Robert Kramer, a communications associate with the Institute for Justice writes about licensing. Here is a sampling:
As the July 4th holiday approaches, American's thoughts will rightfully turn to the freedoms we are supposed to enjoy. But consider two facts in that context: In the 1950s, roughly one in 20 American workers needed the government's permission before they could work in the occupation of their choice. Today, that number has risen to nearly one in three.
For many lower-income occupations across the nation, occupational licensing is a costly part of the job-hunting process, requiring individuals to please not just their potential employers, but also the government.
New Mexico licenses 52 of these low- to moderate-income occupations.
The average lower-income New Mexico occupation requires $158 in fees, 413 days of education and training, and one exam before an aspiring worker can even earn their first fully-licensed dollar.
Workers with a knack for construction face notably steep requirements; to become any type of general contractor (sheet metal, HVAC, drywall installation, etc.) requires a two-year apprenticeship.
Often licensing isn't just excessive, it's irrational.

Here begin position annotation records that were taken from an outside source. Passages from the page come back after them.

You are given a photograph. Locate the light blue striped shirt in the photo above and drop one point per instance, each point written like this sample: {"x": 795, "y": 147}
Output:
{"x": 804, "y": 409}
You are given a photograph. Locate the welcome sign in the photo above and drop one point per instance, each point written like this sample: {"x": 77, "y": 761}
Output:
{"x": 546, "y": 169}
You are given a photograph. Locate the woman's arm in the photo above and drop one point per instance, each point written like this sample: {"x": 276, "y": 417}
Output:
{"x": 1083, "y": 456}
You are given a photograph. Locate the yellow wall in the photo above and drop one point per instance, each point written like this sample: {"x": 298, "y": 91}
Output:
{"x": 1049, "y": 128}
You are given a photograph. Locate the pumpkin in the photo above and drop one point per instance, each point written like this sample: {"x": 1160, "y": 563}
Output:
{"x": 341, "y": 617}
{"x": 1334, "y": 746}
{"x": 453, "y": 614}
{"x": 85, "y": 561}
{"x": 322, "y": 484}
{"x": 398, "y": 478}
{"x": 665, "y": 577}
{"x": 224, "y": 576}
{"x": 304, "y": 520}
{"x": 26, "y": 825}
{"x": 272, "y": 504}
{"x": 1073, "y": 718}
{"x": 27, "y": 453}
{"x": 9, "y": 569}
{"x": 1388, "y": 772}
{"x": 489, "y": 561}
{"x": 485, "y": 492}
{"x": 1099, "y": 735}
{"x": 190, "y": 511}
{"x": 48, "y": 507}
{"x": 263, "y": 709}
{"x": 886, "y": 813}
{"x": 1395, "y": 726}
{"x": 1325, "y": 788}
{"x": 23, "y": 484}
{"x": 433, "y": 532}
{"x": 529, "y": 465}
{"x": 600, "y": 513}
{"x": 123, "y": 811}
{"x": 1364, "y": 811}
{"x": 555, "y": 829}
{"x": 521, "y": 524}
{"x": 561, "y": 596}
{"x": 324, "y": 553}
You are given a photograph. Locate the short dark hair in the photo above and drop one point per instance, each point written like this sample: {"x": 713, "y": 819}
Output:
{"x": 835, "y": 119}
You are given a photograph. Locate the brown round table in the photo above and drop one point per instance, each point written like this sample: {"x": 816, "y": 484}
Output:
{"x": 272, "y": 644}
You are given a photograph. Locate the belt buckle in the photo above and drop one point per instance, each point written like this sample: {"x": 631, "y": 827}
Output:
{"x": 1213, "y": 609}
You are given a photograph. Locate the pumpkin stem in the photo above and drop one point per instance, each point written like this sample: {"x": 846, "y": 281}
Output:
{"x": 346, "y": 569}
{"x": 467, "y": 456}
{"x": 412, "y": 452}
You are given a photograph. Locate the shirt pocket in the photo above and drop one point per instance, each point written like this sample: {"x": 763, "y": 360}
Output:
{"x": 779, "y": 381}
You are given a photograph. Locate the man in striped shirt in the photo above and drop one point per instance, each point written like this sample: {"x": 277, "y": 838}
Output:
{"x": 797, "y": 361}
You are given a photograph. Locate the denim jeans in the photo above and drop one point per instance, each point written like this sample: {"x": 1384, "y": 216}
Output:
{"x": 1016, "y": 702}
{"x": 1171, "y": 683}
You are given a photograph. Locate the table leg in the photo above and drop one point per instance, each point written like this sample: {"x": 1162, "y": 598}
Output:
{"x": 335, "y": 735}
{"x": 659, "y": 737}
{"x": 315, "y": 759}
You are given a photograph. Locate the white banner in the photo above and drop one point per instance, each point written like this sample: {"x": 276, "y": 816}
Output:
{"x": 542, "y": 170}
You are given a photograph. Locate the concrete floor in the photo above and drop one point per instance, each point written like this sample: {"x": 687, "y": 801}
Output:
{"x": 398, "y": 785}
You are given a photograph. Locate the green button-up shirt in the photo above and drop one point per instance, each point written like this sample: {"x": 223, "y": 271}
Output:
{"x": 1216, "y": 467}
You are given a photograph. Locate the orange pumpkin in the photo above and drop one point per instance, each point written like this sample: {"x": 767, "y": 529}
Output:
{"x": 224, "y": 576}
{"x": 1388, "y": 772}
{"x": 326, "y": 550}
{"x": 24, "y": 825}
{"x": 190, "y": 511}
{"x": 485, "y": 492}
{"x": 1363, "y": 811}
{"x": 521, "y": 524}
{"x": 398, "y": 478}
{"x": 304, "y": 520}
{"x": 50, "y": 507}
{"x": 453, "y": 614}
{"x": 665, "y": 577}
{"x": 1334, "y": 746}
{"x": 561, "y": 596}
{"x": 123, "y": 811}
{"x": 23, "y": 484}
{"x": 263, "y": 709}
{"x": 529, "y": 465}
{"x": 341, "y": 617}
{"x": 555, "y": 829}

Barbers must go through 280 days of education and training to earn a license to cut customers' hair. An EMT in New Mexico, on the other hand, is required to devote 42 days to training and experience.
The root of troublesome licensing lies in protectionism. A license is a government-enforced barrier that keeps competition out of an industry, to the benefit of existing businesses and their profits. In the end, a license becomes the enforcer of micro-monopolies, with firms gaining private bounties from the abuse of public power, sheltered from the market forces that should rightfully shape them. But there's a simple question to ask here: Who is in a better position to decide who gives a good haircut — consumers or the government?
By creating onerous barriers to entry, job opportunities are being limited for many Americans at a time when more opportunities are sorely needed. Elected officials often speak of helping American workers obtain employment. One of the best things they can do is reduce or remove irrational licensing laws. Having the humility to stay out of the way of aspiring workers and entrepreneurs will go a long way.